Both towers will be glass-clad buildings that taper towards the top. They will also have in-floor heating and meet all of Toronto’s green building standards. The goal is for the structures to exceed American Society of Heating, Refrigerating and Air-Conditioning Engineers energy efficiency standards by 40 per cent. Together, the towers will have 650,000 square feet of institutional space.
The two towers, designed by leading architectural firm Weiss/Manfredi, will create a new gateway for the university and feature soaring atria with vertical gardens and collaborative spaces that promote intellectual exchange and invite the public to take part in events and interact with scholars and innovators. The building’s engaging spaces will host thousands of researchers, investors, industry partners and international visitors each year.
In the future, there will be direct access from the buildings to the nearby Queen’s Park subway station.
The U of T spokesperson stated the towers will be the country’s largest innovation centre, reflecting the university’s central position in AI research and innovation.
“It will be the country’s largest concentration of student and faculty-led start-ups, firmly positioning Toronto as the place for creating new technology companies, jobs and solutions,” the spokesperson said.

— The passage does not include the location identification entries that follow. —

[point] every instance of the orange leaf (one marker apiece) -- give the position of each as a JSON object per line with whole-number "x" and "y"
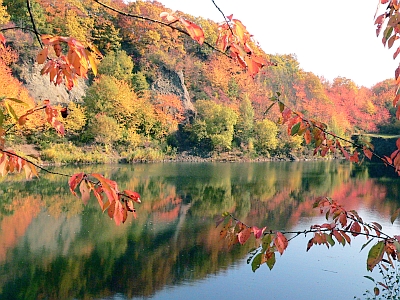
{"x": 111, "y": 209}
{"x": 354, "y": 157}
{"x": 42, "y": 55}
{"x": 194, "y": 30}
{"x": 132, "y": 195}
{"x": 368, "y": 153}
{"x": 167, "y": 17}
{"x": 118, "y": 213}
{"x": 338, "y": 237}
{"x": 85, "y": 192}
{"x": 2, "y": 41}
{"x": 109, "y": 187}
{"x": 74, "y": 181}
{"x": 258, "y": 232}
{"x": 307, "y": 136}
{"x": 280, "y": 242}
{"x": 244, "y": 235}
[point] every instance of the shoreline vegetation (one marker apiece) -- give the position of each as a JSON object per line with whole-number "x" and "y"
{"x": 69, "y": 154}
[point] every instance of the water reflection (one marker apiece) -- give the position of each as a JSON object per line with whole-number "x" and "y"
{"x": 53, "y": 247}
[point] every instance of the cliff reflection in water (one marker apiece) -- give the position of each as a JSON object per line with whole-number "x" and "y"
{"x": 53, "y": 247}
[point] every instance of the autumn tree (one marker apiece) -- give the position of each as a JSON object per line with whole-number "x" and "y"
{"x": 214, "y": 124}
{"x": 245, "y": 122}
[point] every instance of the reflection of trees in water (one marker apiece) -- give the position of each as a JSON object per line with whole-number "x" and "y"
{"x": 83, "y": 254}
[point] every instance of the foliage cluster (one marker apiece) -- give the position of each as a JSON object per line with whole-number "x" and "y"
{"x": 124, "y": 106}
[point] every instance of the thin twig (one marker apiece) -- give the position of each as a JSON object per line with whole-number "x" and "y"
{"x": 223, "y": 15}
{"x": 36, "y": 165}
{"x": 28, "y": 4}
{"x": 358, "y": 146}
{"x": 157, "y": 22}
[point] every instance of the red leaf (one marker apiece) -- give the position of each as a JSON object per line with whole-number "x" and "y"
{"x": 347, "y": 238}
{"x": 368, "y": 153}
{"x": 310, "y": 244}
{"x": 258, "y": 232}
{"x": 109, "y": 187}
{"x": 354, "y": 157}
{"x": 280, "y": 242}
{"x": 99, "y": 199}
{"x": 343, "y": 219}
{"x": 74, "y": 181}
{"x": 356, "y": 228}
{"x": 244, "y": 235}
{"x": 42, "y": 55}
{"x": 2, "y": 41}
{"x": 395, "y": 55}
{"x": 85, "y": 192}
{"x": 338, "y": 237}
{"x": 111, "y": 209}
{"x": 167, "y": 17}
{"x": 194, "y": 30}
{"x": 118, "y": 213}
{"x": 132, "y": 195}
{"x": 307, "y": 136}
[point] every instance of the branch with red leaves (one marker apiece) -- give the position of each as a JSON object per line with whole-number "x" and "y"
{"x": 342, "y": 226}
{"x": 118, "y": 204}
{"x": 390, "y": 34}
{"x": 315, "y": 131}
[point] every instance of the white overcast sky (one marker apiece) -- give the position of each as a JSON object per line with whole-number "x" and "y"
{"x": 329, "y": 38}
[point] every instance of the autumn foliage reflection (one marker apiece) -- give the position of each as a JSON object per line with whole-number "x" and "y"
{"x": 174, "y": 234}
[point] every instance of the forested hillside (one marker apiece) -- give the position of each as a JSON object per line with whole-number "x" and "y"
{"x": 159, "y": 93}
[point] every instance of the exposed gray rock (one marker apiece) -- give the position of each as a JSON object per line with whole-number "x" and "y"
{"x": 171, "y": 82}
{"x": 40, "y": 87}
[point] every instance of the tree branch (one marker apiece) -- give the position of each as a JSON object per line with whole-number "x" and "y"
{"x": 35, "y": 164}
{"x": 157, "y": 22}
{"x": 28, "y": 4}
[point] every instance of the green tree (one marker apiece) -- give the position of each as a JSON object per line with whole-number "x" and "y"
{"x": 245, "y": 122}
{"x": 216, "y": 123}
{"x": 105, "y": 130}
{"x": 139, "y": 83}
{"x": 117, "y": 64}
{"x": 265, "y": 136}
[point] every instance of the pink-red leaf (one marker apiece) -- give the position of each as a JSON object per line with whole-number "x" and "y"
{"x": 280, "y": 242}
{"x": 132, "y": 195}
{"x": 244, "y": 235}
{"x": 74, "y": 181}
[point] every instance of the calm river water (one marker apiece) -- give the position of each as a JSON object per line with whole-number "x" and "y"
{"x": 54, "y": 247}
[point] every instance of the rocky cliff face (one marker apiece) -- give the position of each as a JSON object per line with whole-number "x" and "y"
{"x": 171, "y": 82}
{"x": 40, "y": 87}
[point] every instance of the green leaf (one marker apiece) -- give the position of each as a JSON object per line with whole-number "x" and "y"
{"x": 365, "y": 245}
{"x": 255, "y": 264}
{"x": 266, "y": 241}
{"x": 375, "y": 255}
{"x": 295, "y": 129}
{"x": 11, "y": 111}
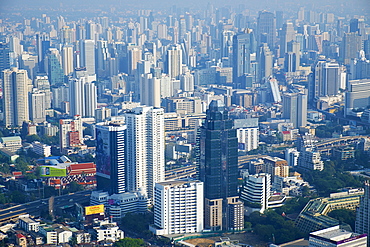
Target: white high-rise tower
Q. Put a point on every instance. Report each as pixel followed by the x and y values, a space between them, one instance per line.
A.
pixel 15 97
pixel 144 149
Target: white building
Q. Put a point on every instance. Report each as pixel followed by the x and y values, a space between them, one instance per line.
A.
pixel 336 237
pixel 118 205
pixel 15 96
pixel 291 156
pixel 41 149
pixel 145 149
pixel 28 224
pixel 257 189
pixel 108 231
pixel 247 133
pixel 56 234
pixel 178 207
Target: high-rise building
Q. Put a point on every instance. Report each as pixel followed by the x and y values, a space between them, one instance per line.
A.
pixel 295 108
pixel 150 90
pixel 178 207
pixel 266 29
pixel 111 168
pixel 83 97
pixel 4 57
pixel 257 189
pixel 350 46
pixel 15 96
pixel 37 106
pixel 265 62
pixel 287 34
pixel 357 95
pixel 55 70
pixel 242 45
pixel 144 149
pixel 218 165
pixel 88 56
pixel 67 59
pixel 362 224
pixel 174 61
pixel 70 133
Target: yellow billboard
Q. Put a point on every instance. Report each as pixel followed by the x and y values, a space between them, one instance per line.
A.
pixel 96 209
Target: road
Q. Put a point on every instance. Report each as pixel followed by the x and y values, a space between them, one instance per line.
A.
pixel 36 207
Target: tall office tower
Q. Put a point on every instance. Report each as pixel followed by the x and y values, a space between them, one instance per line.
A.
pixel 178 207
pixel 4 57
pixel 134 56
pixel 37 106
pixel 226 40
pixel 241 57
pixel 111 170
pixel 257 189
pixel 42 46
pixel 350 46
pixel 15 96
pixel 362 224
pixel 287 34
pixel 91 100
pixel 83 97
pixel 55 71
pixel 358 25
pixel 77 97
pixel 266 29
pixel 102 57
pixel 290 62
pixel 60 95
pixel 43 85
pixel 144 149
pixel 162 32
pixel 67 59
pixel 357 95
pixel 326 79
pixel 295 108
pixel 187 82
pixel 173 64
pixel 150 91
pixel 295 48
pixel 70 133
pixel 87 56
pixel 264 59
pixel 218 165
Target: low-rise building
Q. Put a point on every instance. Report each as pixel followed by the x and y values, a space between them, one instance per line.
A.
pixel 107 231
pixel 28 224
pixel 337 237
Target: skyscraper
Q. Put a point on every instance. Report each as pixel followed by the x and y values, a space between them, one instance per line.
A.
pixel 241 57
pixel 174 61
pixel 295 108
pixel 144 149
pixel 218 165
pixel 4 57
pixel 88 56
pixel 55 70
pixel 15 97
pixel 111 169
pixel 266 29
pixel 362 224
pixel 264 58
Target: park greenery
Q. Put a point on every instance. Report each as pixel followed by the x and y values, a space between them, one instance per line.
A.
pixel 332 178
pixel 273 227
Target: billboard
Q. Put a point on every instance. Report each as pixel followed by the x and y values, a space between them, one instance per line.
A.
pixel 50 171
pixel 96 209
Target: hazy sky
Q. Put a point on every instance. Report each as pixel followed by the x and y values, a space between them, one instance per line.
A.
pixel 343 7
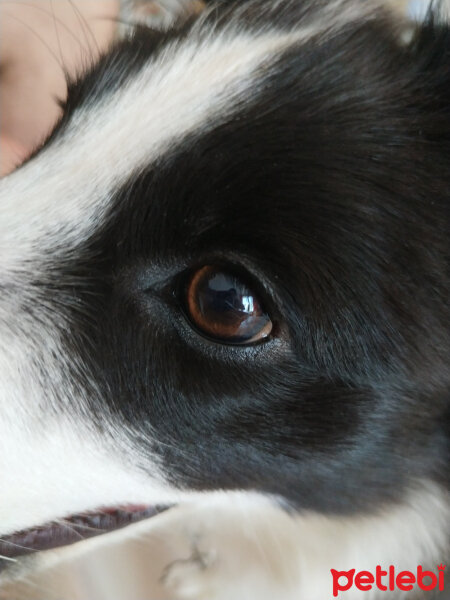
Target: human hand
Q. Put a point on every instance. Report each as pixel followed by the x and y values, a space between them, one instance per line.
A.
pixel 40 41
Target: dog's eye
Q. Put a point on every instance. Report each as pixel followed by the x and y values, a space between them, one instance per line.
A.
pixel 224 308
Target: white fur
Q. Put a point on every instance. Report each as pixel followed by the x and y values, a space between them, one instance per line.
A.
pixel 52 466
pixel 51 205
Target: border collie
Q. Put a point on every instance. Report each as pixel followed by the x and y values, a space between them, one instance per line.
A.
pixel 224 283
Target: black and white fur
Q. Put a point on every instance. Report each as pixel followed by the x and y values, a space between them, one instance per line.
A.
pixel 308 144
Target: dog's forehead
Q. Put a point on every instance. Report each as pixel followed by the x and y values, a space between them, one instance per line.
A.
pixel 192 82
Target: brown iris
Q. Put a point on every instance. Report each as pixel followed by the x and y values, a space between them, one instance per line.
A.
pixel 223 307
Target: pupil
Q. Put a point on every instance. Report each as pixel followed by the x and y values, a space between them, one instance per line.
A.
pixel 223 307
pixel 223 293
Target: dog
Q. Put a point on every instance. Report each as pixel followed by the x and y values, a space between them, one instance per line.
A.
pixel 224 286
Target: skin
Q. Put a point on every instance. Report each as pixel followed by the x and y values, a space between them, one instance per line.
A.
pixel 40 40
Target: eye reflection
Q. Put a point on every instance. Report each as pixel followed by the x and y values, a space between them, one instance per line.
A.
pixel 223 308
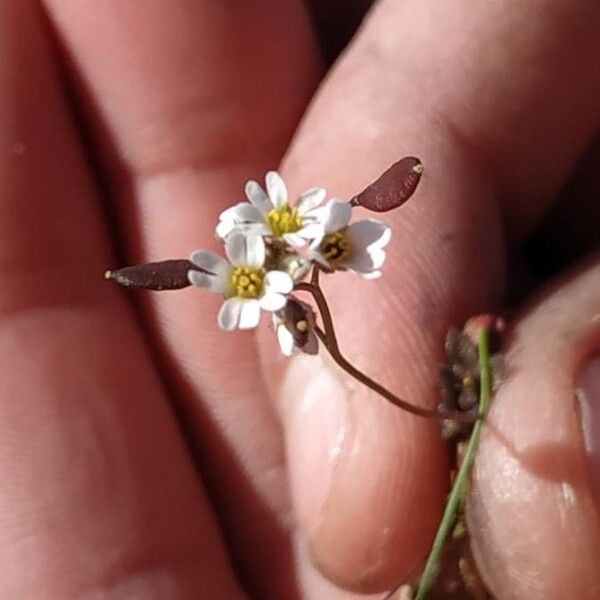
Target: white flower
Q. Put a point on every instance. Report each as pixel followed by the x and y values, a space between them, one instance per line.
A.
pixel 294 326
pixel 244 282
pixel 358 247
pixel 270 213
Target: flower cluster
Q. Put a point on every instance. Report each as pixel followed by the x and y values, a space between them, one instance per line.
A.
pixel 270 245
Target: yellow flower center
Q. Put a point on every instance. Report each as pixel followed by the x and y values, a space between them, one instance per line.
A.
pixel 284 219
pixel 335 247
pixel 246 282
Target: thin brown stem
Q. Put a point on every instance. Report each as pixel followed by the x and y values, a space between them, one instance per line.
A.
pixel 329 340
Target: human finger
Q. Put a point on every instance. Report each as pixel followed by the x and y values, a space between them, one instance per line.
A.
pixel 368 480
pixel 99 495
pixel 186 101
pixel 534 506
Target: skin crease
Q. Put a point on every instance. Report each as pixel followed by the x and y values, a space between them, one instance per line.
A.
pixel 182 104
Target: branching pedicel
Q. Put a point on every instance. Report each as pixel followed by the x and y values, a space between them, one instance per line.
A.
pixel 271 245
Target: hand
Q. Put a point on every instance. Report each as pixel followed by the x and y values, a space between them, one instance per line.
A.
pixel 148 455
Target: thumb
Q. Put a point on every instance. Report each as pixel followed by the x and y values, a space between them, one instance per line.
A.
pixel 534 506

U of T anticipates releasing a request for proposals for the second tower later this fall with a best-in-class life sciences developer to design and construct the project.
Total cost of the towers has not been released by the university. Philanthropists and business leaders Gerald Schwartz and Heather Reisman made a $100-million investment for the project in March 2019. It is the largest donation in U of T’s history and the largest gift ever to the Canadian innovation sector.
The project has faced a number of challenges during the build of the first tower, namely the COVID-19 pandemic, a shortage of union labour, and the fact the work is taking place in a constrained area.
On-site rapid testing for workers has helped alleviate some of the challenges of the pandemic and a “re-sequencing of work” has enabled the contractor to overcome the shortage of labour, the U of T spokesperson states.
“The project site has limited lay down areas, meaning materials have to arrive on a just-in-time basis, which is challenging with current supply-chain issues. These challenges have been overcome by expediting the procurement of materials well in advance of the scheduled installation.”